Cary and Fultner said the Durango Police Department and the La Plata County Sheriff’s Office “ran a tight ship” trying to dissuade voter intimidation. Law enforcement did frequent sweeps of the area and had officers stationed at voting centers.
Candidates for county commissioner employed the same tactics they used during the run-up to Election Day. Marsha Porter-Norton, a Democrat running for District 2, spent the day waving to drivers as they passed the DoubleTree Hotel, 501 Camino del Rio in Durango. Her opponent, unaffiliated candidate Jack Turner, drove through town with a trailer adorned with campaign signs.
In the District 3 race, unaffiliated candidate Charly Minkler spent the day at work while his Democratic opponent Matt Salka waved at passing cars. All candidates said they planned to spend election night at home, forgoing any Election Day parties because of COVID-19 restrictions.
Salka and Porter-Norton, who were outside for the majority of the day, were greeted by unseasonably warm weather. The previous high temperature for an Election Day in recent history was set in 2012 when the mercury reached 62 degrees and President Barack Obama won re-election. Tuesday’s high was 70.
Despite the quiet day at the polls, Election Day emotions still ran high for some. A caravan of pickup trucks flying Trump flags made several laps through Durango during the day. Around midday, Paul Kokes, 25, was issued a citation for interfering with the caravan.
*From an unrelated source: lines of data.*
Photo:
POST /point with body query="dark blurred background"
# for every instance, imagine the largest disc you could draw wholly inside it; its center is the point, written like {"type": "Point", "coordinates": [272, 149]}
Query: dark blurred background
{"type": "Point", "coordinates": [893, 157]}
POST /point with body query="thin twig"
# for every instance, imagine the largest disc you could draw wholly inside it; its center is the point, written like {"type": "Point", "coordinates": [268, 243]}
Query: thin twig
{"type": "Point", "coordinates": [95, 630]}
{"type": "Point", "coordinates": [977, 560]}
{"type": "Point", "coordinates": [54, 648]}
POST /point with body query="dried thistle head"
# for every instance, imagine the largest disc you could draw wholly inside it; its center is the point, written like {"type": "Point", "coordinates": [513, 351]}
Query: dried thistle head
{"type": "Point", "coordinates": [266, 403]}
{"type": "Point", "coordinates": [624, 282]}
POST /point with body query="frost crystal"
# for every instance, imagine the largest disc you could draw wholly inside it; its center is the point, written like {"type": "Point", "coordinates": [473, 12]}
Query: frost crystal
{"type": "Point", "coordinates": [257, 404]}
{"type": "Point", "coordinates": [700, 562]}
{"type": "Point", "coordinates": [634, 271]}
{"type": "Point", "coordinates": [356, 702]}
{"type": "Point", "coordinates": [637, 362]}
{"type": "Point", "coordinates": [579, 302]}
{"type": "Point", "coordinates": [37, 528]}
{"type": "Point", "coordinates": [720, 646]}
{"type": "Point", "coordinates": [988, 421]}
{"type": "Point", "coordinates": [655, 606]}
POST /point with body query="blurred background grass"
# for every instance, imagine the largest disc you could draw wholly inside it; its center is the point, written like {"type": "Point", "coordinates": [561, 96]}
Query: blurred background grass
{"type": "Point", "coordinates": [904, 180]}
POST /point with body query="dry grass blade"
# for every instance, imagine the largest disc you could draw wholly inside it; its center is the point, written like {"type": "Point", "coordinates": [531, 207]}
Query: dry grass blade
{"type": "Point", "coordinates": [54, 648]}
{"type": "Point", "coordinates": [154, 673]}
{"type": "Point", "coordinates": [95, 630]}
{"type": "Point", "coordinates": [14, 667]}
Near 31st Street and Main Avenue, Kokes pulled in front of the caravan and slowed down to about 5 mph and then moved in front of the trucks each time they tried to pass, according to the Durango Police Department.
Kokes was issued a citation for impeding normal flow of traffic, according to the police department.
Durango resident Tad Johnson stood near north Main Avenue, across from Doughworks, with a homemade sign encouraging people to vote. Johnson’s sign had one simple word on it, “vote.” However, the “e” in vote was painted the same as Biden-Harris posters. Johnson said he is a Biden supporter, but his main motivation was to get people to vote.